Hello again.
On Fri, 23 Jul 1999 15:18:04 -0400 kelley wrote:
> i keep coming up with the same complaint doug
mentioned: so how do we transcend this? is this analysis of
subject formation wholly ahistorical insofar as it provides
utterly no theory of change.
The Slovene Lacanian School, in general, is attempting to provide a detailed map of ideological structures within culture.
Key to this analysis is a critique of pure desire (in contrast to Kant's critique of pure reasoning). So if you run the gambit of their writings, there is very little untouched... from popular culture to philosophy to literature and performance art and, of course, psychoanalysis. The aim to transcend this is a political project, in the Castoriadisian sense, not a theoretical project. Theory attempts to grasp what is true... and, following Hegel, how truth permutates through a fluid reality. I really don't see any ahistorical character to this.
The primary criticism, it seems to me, leveled against theorists like Zizek is that he locates things like ethnocentrism, sexism, nationalism, racism, and class struggle in the Real. But this makes a great deal of sense. If class struggle exists, if we live within it, then it cannot be explored with a scientific objectivating procedure. In other words, something like class struggle isn't reduceable to the imaginary or the symbolic. To say that class struggle, for instance, is Real - it to mean that literally. It is Real, class struggle exists. Now if you want to say that this denies the social character of class struggle, then you have to admit that science *can* grasp it completely, or you are forced into the position of denying that class struggle exists at all! So these kind of Lacanian investigations are highly sensitive to change... and well away that history isn't a baseball bat that you hit people as a form of correctional social conditioning. Lacanian analysis resists this.

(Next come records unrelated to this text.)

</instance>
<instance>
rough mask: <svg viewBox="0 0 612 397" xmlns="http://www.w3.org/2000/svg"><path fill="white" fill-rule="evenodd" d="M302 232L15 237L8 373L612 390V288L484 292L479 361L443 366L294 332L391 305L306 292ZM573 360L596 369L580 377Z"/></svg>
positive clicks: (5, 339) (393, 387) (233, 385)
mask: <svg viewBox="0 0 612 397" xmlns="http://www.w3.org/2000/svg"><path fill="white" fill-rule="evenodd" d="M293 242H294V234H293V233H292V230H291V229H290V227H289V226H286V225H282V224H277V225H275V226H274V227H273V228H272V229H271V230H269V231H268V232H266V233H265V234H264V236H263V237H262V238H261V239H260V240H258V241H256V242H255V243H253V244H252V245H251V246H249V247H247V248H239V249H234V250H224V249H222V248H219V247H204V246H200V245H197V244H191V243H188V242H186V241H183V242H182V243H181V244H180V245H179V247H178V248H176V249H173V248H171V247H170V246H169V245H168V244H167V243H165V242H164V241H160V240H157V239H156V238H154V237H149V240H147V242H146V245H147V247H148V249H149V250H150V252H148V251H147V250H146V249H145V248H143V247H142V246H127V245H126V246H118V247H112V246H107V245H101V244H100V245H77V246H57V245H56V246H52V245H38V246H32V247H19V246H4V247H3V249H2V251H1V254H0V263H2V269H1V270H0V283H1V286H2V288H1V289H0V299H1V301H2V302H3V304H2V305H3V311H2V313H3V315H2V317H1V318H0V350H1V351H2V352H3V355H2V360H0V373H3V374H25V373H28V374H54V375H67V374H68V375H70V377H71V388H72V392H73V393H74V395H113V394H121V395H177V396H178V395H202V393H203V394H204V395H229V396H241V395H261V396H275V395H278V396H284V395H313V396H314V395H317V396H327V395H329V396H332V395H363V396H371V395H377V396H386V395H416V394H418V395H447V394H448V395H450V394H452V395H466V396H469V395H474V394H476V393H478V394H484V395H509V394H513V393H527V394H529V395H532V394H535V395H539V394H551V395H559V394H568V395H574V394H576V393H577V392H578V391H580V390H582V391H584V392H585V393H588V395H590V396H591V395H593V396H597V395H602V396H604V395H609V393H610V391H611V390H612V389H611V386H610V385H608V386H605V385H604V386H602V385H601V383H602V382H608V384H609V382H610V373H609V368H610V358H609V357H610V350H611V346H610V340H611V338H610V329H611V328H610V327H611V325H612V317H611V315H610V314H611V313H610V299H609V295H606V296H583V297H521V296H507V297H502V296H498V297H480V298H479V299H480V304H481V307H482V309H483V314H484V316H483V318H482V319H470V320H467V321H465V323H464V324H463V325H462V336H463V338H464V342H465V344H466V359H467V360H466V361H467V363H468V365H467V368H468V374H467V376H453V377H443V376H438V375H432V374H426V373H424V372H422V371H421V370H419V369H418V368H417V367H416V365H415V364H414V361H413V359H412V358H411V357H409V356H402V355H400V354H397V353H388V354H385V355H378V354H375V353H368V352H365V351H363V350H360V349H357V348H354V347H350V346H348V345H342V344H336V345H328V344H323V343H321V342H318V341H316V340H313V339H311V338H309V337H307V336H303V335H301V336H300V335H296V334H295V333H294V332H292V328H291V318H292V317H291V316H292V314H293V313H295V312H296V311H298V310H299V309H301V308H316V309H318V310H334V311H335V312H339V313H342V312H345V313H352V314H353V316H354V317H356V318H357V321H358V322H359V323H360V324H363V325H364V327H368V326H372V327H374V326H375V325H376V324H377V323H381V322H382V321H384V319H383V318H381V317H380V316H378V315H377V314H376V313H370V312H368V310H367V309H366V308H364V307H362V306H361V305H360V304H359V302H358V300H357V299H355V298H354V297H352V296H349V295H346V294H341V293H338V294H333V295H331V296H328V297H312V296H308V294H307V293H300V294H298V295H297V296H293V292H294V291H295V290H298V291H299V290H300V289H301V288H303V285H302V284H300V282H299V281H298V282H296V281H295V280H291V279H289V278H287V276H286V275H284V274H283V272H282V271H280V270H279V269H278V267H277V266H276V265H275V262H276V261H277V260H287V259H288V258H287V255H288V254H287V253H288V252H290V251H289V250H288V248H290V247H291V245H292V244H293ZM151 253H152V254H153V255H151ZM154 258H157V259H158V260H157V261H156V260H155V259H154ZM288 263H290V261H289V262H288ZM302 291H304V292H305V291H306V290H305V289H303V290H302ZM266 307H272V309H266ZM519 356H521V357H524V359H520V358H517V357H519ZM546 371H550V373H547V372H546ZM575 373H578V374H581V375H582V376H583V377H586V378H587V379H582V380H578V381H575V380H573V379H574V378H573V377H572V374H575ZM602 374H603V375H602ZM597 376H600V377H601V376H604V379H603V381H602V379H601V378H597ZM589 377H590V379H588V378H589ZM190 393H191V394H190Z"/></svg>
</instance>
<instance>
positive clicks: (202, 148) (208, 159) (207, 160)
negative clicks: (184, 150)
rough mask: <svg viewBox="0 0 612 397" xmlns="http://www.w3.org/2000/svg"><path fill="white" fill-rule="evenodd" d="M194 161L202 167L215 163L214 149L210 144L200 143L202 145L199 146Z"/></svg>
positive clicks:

What is truly novel in this is the "recovery" (in a sense) of the importance of the Freudian unconscious. Despite Zizek fanatic devotion to Lacan, one of the important aspects of his analyses is a damning critique of the philosophies of accommodation. Habermas deliberative citizen is sadean... a citizen who engages in procedures of interrogation... like Butler's drag performer who always has to purchase new clothes... Is there not a resemblance here between Habermas, Butler, and Sade? Kant's postulate of the immortality of the soul, Butler's constant performativity, Sade's beautiful eternal body, and Habermas's unlimited communicative community... even Derrida's hauntology... whereby ghosts never rest and torture us the present with a spectral past... deconstruction forever! At least the Lacanians acknowledge that enjoyment should not be forgotten in politics! and that this comes like a double edged sword.
> so what is the new territory they're mapping? i keep
reading this stuff and i can't seem to locate any attempt to
answer this question.
First, I'm not sure that Lacanian social theorists are under orders to map new territory. I'm quite sure that these folks recognize that theory isn't cartography... following Hegelian themes... theory doesn't provide a map of the terrain, theory is part of that very map. This involves a paradox.
Let's say a journalist is present at the scene of an accident. They want to provide an objective account. If they describe the scene without their presence, then they've missed out on their objective existence. If, on the other hand, the journalist wants to include themself, they have to see things from outside of themselves... and this is impossible! (this is basically the paradox in set theory that Russell talks about). So the map becomes the terrain. This isn't new, but it is rare to find theorists that are sensitive to this.
The real substance of Zizek's account can be found in Tichlish Subjects - where he takes on everyone from Butler to Habermas. If Zizek isn't contributing anything new - then why is it possible for him to demolish everything from analytic philosophy and communicative action to pragmatism and postmodernism with a frankly immanent critique?
I'm just guessing here... but isn't this fairly new?